RFR: 8062063: Usage of UseHugeTLBFS, UseLargePagesInMetaspace and huge SurvivorAlignmentInBytes cause crashes in CMBitMapClosure::do_bit

Wed Jan 7 20:02:05 UTC 2015

Hi,

On Wed, 2015-01-07 at 13:12 -0500, Kim Barrett wrote:
> On Jan 7, 2015, at 10:14 AM, Stefan Johansson <stefan.johansson at oracle.com> wrote:
> > 
> > Hi,
> > 
> > Please review this fix for:
> > https://bugs.openjdk.java.net/browse/JDK-8062063
> > 
> > Webrev:
> > http://cr.openjdk.java.net/~sjohanss/8062063/hotspot.00
> > 
> > Summary:
> > When using large pages on Linux we never actually uncommit memory, we just mark
>> it as currently not used. When later re-committing those pages we
>> currently only mark them in use again. This works fine until someone
>> expects to get cleared memory back when doing a commit, which for
>> example is expected for the memory backing certain bitmaps. This fix,
>> makes sure that we always clear large pages when they are
>> re-committed.
> 
> Ouch!
> 
> Generally looks good.  I have one question:
> 
> src/share/vm/gc_implementation/g1/g1PageBasedVirtualSpace.cpp
>  137     for (uintptr_t page_index = start; page_index < start + size_in_pages; page_index++) {
>  138       if (_needs_clear_on_commit.at(page_index)) {
>  139         Copy::zero_to_bytes((HeapWord*)page_start(page_index), _page_size);
>  140         _needs_clear_on_commit.clear_bit(page_index);
>  141       }
>  142     }
> 
> I'm not sure how large the size_in_pages argument for commit can be /
> tends to be.  Nor do I know how often or in what circumstances the
> commit operation gets called.  With those caveats, would it be worth

Size_in_pages is dependent on the G1 heap sizing, which is rather
aggressive at the moment, so size_in_pages tends to be high I think.
Also, we only shrink after full gc, which means the next expansion can
potentially be large.

However this code path is (afaik) used with large pages on Linux only,
and only occurs when you use different Xms and Xmx settings. So page
size is always >= 2M (or whatever the current large page size is).
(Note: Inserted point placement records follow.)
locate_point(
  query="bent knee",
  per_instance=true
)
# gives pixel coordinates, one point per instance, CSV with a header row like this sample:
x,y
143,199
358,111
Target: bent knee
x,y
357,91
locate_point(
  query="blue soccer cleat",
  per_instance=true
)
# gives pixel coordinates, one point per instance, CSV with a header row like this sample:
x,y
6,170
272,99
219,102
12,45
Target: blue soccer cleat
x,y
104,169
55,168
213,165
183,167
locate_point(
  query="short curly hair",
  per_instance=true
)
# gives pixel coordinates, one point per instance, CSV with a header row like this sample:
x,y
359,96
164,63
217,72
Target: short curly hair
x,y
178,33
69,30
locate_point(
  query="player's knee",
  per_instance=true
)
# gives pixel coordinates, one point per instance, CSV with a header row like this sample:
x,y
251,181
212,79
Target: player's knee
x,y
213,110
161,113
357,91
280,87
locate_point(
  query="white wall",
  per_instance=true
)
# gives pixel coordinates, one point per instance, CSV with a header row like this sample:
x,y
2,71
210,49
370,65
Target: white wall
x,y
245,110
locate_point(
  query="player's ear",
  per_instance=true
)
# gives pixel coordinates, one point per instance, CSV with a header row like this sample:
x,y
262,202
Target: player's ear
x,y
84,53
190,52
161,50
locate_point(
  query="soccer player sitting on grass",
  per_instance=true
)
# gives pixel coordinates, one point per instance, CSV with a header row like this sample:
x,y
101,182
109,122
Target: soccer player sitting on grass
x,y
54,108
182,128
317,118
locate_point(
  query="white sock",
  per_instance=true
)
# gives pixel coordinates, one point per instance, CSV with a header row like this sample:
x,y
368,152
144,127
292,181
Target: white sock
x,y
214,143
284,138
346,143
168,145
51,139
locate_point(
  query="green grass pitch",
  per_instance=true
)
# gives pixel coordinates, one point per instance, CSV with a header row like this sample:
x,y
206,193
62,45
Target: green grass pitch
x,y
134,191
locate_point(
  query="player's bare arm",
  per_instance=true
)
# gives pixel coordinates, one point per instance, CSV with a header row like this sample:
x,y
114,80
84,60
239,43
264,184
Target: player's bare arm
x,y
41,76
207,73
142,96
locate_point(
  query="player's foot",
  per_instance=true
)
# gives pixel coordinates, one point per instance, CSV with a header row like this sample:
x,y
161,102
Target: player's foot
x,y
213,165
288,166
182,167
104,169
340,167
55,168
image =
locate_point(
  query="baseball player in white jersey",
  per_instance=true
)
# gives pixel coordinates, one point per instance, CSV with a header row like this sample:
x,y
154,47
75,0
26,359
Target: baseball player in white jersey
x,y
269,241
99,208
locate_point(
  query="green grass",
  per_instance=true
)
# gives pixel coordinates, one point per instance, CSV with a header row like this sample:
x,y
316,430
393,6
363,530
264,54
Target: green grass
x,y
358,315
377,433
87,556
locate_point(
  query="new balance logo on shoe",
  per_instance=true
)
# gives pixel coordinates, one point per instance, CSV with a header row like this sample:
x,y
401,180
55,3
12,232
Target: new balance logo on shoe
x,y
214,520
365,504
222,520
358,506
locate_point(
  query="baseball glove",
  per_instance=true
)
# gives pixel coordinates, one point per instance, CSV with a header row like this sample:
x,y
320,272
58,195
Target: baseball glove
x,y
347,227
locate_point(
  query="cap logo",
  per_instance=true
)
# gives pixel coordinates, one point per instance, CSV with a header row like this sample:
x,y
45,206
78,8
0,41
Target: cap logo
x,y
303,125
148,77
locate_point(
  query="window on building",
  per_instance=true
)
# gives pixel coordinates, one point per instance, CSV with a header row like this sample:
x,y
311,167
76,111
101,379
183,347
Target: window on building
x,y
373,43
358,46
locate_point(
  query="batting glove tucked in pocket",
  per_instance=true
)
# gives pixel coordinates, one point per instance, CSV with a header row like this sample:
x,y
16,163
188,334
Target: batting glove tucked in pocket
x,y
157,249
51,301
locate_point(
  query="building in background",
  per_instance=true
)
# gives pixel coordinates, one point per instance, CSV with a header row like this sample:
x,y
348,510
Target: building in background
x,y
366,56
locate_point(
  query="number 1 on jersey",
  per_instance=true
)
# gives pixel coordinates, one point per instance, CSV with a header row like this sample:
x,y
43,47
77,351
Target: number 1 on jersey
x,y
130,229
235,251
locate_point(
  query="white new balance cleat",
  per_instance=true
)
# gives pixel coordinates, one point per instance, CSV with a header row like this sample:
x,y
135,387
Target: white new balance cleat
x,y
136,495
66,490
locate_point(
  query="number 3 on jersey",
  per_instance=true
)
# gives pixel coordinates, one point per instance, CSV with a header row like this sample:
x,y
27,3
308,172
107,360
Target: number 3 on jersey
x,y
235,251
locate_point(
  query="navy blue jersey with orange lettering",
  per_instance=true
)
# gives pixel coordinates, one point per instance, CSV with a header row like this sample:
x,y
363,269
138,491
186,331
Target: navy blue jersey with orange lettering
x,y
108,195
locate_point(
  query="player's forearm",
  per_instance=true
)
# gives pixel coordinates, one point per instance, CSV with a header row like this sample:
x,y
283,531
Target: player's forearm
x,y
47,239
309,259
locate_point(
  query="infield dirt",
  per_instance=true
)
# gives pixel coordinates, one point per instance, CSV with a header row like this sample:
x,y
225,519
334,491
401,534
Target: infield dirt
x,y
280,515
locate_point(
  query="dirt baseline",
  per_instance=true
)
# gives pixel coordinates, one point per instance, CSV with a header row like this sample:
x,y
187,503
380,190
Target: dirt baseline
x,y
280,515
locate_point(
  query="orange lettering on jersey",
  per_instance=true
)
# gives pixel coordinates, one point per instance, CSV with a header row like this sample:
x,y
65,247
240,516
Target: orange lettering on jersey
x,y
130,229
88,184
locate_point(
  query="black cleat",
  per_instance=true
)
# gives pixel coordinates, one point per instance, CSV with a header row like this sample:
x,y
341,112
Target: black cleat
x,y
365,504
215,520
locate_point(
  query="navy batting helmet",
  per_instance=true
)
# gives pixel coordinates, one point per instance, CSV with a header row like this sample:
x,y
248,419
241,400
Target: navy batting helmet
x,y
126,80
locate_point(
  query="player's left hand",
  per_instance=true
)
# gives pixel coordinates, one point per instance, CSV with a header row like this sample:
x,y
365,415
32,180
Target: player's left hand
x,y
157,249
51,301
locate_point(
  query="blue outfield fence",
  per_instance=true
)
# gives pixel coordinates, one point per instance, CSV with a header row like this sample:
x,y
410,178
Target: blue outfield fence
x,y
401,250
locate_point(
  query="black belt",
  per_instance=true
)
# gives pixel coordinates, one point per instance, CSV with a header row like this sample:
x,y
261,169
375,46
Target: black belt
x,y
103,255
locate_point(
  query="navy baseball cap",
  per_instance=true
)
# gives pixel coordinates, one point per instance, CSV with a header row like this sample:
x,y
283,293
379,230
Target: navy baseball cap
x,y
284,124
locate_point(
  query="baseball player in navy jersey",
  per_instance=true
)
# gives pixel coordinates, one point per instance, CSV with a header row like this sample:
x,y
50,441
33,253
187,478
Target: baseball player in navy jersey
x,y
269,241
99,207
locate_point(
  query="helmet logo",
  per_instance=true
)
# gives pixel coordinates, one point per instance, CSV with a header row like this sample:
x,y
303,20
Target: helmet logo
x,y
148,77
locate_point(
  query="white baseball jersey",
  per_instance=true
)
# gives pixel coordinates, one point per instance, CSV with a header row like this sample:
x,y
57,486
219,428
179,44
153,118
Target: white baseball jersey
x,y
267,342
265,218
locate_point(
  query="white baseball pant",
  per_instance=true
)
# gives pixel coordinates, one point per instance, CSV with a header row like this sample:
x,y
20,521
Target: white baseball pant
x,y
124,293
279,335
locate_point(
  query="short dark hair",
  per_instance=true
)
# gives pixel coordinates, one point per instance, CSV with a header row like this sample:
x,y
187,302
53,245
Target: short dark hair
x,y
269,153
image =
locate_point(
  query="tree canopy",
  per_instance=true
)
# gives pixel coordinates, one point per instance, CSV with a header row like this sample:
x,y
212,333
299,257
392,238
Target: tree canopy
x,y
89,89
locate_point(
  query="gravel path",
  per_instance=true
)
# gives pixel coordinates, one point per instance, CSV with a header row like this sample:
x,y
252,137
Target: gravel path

> mking the scan for pages that need to be cleared and their clearing
> chunkier by using BitMap::get_next_[zero,one]_offset to search for
> ranges that need to be cleared?  It makes the code a little more
> complicated than the present bit at a time iteration, but is probably
> faster if there are long runs in the bitmap, which seems plausible,
> but should probably be tested.  But it might not be worth doing if
> performance isn't important here.

It would be a nice addition, but I do not feel it is required for this
particular bug fix. As you mention, it is slightly more complicated. The
overhead seems small compared to the effort to zero-fill a large page.

Either way is fine for me.

Thanks,
  Thomas